Adam Levine Talks Maroon 5’s Big Game Halftime Gig
After Maroon 5 canceled a pre-Super Bowl press conference planned for Thursday — no doubt because the band’s appearance has been so controversial — lead singer Adam Levine sat down with Entertainment Tonight to discuss the gig.
The full interview will air at 7:30 p.m. ET/PT tonight, but a sneak preview clip doesn’t give any insight into how Adam feels about the controversy. Instead, he discusses his approach to what he calls “the biggest gig in the game.”
When interviewer Kevin Frazier asks how Adam is preparing to “make this a spectacle,” the singer answers, “The spectacle is the music. We just kinda wanted to bring it back to a time when it was a little more simple, when…the highlight, the focus, was the connection to the songs.”

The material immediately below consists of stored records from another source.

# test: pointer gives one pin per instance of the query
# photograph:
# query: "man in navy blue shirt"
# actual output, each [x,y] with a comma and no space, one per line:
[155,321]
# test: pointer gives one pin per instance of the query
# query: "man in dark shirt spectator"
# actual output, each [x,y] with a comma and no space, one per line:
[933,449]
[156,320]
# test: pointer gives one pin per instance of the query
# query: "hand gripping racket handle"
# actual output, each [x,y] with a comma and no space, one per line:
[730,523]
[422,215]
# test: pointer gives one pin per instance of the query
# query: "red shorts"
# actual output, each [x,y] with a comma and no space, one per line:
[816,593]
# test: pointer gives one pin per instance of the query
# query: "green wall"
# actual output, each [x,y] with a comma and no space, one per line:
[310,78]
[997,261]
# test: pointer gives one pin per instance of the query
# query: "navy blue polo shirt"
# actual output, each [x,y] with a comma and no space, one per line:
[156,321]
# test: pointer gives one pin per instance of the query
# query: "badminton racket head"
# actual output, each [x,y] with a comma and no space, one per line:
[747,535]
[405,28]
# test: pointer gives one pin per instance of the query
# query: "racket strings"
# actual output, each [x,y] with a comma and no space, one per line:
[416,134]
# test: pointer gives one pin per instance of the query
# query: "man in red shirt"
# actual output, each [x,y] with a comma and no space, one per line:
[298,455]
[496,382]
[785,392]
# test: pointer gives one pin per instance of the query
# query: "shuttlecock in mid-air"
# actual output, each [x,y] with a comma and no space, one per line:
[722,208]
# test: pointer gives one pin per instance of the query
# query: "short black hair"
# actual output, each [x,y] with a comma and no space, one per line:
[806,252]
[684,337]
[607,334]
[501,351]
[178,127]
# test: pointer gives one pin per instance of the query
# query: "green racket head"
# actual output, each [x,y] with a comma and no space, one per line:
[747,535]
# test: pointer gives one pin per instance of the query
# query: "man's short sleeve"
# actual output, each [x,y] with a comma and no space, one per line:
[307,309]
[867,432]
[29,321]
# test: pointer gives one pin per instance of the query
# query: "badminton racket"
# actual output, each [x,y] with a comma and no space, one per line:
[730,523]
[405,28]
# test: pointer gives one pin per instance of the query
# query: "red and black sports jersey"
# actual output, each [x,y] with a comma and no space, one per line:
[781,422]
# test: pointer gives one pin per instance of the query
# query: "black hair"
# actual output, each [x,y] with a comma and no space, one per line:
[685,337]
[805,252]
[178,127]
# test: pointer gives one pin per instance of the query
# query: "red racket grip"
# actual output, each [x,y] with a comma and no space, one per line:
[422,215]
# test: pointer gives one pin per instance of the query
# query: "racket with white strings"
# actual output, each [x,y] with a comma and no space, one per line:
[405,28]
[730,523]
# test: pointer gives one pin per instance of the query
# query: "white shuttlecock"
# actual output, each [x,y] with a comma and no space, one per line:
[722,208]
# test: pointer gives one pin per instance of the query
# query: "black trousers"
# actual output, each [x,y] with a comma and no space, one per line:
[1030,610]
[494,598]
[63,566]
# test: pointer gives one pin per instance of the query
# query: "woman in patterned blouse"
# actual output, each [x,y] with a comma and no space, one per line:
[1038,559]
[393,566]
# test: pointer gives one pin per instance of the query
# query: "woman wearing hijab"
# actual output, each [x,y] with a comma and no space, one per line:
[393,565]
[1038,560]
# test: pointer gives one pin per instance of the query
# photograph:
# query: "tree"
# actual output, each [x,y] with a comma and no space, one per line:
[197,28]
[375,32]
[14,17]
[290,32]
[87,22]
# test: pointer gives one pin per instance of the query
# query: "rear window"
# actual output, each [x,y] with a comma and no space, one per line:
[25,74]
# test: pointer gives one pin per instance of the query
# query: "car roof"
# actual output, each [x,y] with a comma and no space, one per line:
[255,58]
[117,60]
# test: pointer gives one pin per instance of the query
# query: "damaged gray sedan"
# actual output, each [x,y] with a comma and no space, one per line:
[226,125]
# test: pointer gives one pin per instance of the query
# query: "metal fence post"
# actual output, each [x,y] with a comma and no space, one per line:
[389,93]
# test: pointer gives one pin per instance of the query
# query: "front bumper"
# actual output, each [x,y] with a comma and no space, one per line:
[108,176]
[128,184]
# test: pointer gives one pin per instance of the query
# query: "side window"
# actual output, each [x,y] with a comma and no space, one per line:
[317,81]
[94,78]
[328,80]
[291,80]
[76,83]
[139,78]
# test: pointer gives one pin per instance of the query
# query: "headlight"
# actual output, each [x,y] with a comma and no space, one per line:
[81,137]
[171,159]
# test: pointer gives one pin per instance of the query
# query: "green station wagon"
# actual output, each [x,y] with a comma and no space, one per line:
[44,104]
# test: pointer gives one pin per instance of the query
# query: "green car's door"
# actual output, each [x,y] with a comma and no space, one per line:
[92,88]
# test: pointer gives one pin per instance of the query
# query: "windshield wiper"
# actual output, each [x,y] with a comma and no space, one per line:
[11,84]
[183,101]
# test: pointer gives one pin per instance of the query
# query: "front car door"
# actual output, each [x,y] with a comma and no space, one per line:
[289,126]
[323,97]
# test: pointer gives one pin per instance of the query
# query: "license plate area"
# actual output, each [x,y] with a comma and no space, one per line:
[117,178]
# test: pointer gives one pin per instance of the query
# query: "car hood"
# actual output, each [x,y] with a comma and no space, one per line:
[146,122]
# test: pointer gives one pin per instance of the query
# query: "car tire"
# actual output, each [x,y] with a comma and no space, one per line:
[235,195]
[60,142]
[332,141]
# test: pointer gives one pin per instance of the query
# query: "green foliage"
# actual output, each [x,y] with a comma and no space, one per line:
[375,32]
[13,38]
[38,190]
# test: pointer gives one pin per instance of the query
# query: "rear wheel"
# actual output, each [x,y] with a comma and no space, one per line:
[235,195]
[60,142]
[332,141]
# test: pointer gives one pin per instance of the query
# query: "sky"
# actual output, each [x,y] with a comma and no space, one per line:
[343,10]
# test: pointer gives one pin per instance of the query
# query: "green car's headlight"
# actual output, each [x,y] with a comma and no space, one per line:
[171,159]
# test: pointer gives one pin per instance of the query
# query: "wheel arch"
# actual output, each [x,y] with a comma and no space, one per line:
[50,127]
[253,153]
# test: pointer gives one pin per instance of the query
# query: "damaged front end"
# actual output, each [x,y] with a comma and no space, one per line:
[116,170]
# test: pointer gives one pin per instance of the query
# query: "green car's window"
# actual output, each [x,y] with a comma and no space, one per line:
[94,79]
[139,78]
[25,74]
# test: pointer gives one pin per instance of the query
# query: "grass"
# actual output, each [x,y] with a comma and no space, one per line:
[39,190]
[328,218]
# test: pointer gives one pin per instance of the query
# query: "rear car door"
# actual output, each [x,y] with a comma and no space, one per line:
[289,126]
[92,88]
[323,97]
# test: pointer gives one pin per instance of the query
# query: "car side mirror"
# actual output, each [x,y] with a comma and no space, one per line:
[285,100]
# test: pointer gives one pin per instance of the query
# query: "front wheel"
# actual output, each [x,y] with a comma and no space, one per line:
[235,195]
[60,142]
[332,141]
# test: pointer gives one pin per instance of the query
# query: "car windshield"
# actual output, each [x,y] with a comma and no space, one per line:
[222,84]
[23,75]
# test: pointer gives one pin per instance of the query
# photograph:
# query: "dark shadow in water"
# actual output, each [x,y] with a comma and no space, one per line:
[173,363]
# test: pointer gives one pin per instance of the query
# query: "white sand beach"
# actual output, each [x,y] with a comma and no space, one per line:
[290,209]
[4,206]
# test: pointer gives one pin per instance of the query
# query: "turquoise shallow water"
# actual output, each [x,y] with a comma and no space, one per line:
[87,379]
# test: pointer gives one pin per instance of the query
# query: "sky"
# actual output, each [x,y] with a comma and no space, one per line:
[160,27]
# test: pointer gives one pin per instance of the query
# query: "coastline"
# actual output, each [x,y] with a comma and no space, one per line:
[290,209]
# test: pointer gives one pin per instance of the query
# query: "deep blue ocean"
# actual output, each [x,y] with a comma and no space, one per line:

It’s not clear what time Adam is referring to, since the Super Bowl halftime show has been a spectacle for years — specifically, since 1991, when the NFL began booking big-name pop and rock stars to perform. Prior to that, it was a bunch of marching bands, dancers, the occasional actor or actress, and the squeaky-clean vocal group Up with People, leading critics to denounce it as being woefully out of step with popular culture.
In the clip, Frazier also asks Adam, “There’s been controversy around you guys playing this performance…” to which Adam responds, snarkily, “Has there?”
“Just a little,” Frazier responds, before continuing, “What went into your decision?”
The clip ends there, so you’ll have to wait until 7:30 p.m. to hear Adam’s response.
As previously reported, Maroon 5 has been criticized by those who feel the band should not perform in order to stand in solidarity with Colin Kaepernick, the former San Francisco 49ers quarterback who started the #TakeAKnee movement to protest police brutality.